In the evening, I was honoured to be a keynote speaker at Capital Link’s 14th Shipping and Marine Services Forum. In conversation with Maritime London Chief Executive Jos Standerwick, I discussed a wide range of topics, from the advantages of IPOing on the London Stock Exchange through to environmental movements the industry is undergoing. With over 1,3000 registrants from 80 countries, the entire discussion can be viewed here.
I attended several more events throughout the week, including Port of London Authority, Thames Freeport and International Maritime Association events up and down the Thames and across the city, and a reception on the HMS Albion. Here, I heard from industry leaders about some of the challenges they have faced throughout the pandemic, but also some of the opportunities that have come through. It was great to hear about DP World showing continuing faith in our maritime sector by investing $414.9m in a fourth berth at London Gateway, and I warmly welcome the opening of a new cruise terminal at Southampton.
On Wednesday, I was invited to give a speech at Maritime UK’s Women's Summit at Norton Rose Fulbright. As Maritime Minister, I oversaw the launch of the Women in Maritime Pledge, landed the world’s first Transport and Accessibility programme, and secured significant funding for the Maritime and Me campaign. As a Minister for the Year of Engineering, we ensured that Government focussed on young girls, especially those from deprived backgrounds, making sure they were encouraged to consider careers in rail, road, aviation and maritime. We exceeded her goal and reached over a million young people.
Given this, my speech emphasised the critical need to champion diversity in the sector and across industries at large. Also on the panel were Liz Moscrop, who chairs Women in Aviation International, Adeline Ginn, chair of Women in Rail, Sonya Byers, CEO of Women in Transport and Sue Terpilowski, founding Chair of the Women in Maritime Network. They gave wonderful speeches and are true diversity champions.

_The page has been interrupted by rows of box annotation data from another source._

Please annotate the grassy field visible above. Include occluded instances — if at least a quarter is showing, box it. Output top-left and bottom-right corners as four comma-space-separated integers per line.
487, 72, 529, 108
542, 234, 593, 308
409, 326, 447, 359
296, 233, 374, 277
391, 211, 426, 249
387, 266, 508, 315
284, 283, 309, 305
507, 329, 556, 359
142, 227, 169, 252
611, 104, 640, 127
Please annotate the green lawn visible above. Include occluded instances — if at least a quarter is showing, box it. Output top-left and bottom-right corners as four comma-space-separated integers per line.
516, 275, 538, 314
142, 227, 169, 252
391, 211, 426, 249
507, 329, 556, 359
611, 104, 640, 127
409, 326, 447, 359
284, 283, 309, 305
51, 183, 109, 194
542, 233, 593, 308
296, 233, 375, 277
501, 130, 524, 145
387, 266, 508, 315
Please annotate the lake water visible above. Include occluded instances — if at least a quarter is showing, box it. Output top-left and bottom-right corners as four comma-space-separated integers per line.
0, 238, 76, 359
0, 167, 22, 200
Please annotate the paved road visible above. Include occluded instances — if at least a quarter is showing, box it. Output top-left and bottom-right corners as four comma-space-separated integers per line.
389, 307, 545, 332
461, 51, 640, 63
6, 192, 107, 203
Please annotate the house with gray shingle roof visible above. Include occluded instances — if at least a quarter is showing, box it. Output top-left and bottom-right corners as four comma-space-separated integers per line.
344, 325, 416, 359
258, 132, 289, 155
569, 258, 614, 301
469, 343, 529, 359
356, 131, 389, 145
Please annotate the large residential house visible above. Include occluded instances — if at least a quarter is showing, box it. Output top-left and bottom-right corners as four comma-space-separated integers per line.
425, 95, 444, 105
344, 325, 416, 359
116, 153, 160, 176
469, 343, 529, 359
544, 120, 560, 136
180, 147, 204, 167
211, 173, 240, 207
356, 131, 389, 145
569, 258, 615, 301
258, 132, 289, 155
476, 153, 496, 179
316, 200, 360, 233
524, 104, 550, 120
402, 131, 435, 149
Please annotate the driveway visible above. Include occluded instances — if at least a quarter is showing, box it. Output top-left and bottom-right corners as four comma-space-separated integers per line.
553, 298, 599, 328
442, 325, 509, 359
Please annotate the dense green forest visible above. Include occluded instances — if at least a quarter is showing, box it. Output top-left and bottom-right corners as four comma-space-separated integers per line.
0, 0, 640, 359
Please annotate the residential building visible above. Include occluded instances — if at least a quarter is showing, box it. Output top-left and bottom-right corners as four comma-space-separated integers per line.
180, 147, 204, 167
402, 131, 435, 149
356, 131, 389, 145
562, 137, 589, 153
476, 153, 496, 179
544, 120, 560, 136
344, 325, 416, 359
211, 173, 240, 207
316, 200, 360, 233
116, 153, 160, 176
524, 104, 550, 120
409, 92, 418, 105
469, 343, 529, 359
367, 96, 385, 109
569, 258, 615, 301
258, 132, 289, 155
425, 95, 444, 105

In my speech I outlined my belief on why diversity is not a side issue; it's fundamentally, economically, and morally an issue of success or failure. There are two reasons for this. First, diversity leads to more creative thinking and reduces the risks of groupthink and bias, which leads to better economic outcomes. Second, it is the right thing to do, reflecting our diverse society and progressive ambitions as a country. McKinsey recently found that companies with more than 30% women executives were more likely to outperform companies where this percentage ranged from 10 to 30, and in turn these companies were more likely to outperform those with even fewer women executives, or none at all. A Harvard School of Public Health study found companies with the highest number of female directors on their boards had a 42% greater return on sales. Separately, the CFA Institute found companies lacking board diversity tend to suffer more governance-related controversies than average. The economic argument is there.
Thursday evening was the wonderful LISW Gala Dinner at the National Maritime Museum. Robert Courts, the Minister for Maritime, delivered a great speech.
On Friday, I concluded the week by hopping on a train with the team to Liverpool to attend Mersey Maritime's Award Ceremony. After a tough 18 months, it was fantastic to see so many old faces and have everyone gathered to recognise outstanding work in the sector. A huge thank you to the Mersey Maritime team who always put on an outstanding show.
We are blessed in this country to have a maritime sector overflowing with sharp minds and world-leading companies. A huge thank you to the LISW team for running a fantastic week as usual, and for bringing together policymakers, industrialists, tech geeks and everyone in between across these events. Bring on Athens 2022!
Closer to home, we now have to ensure that COP26 reflects the progress of the maritime industry and I look forward to seeing everyone in Glasgow.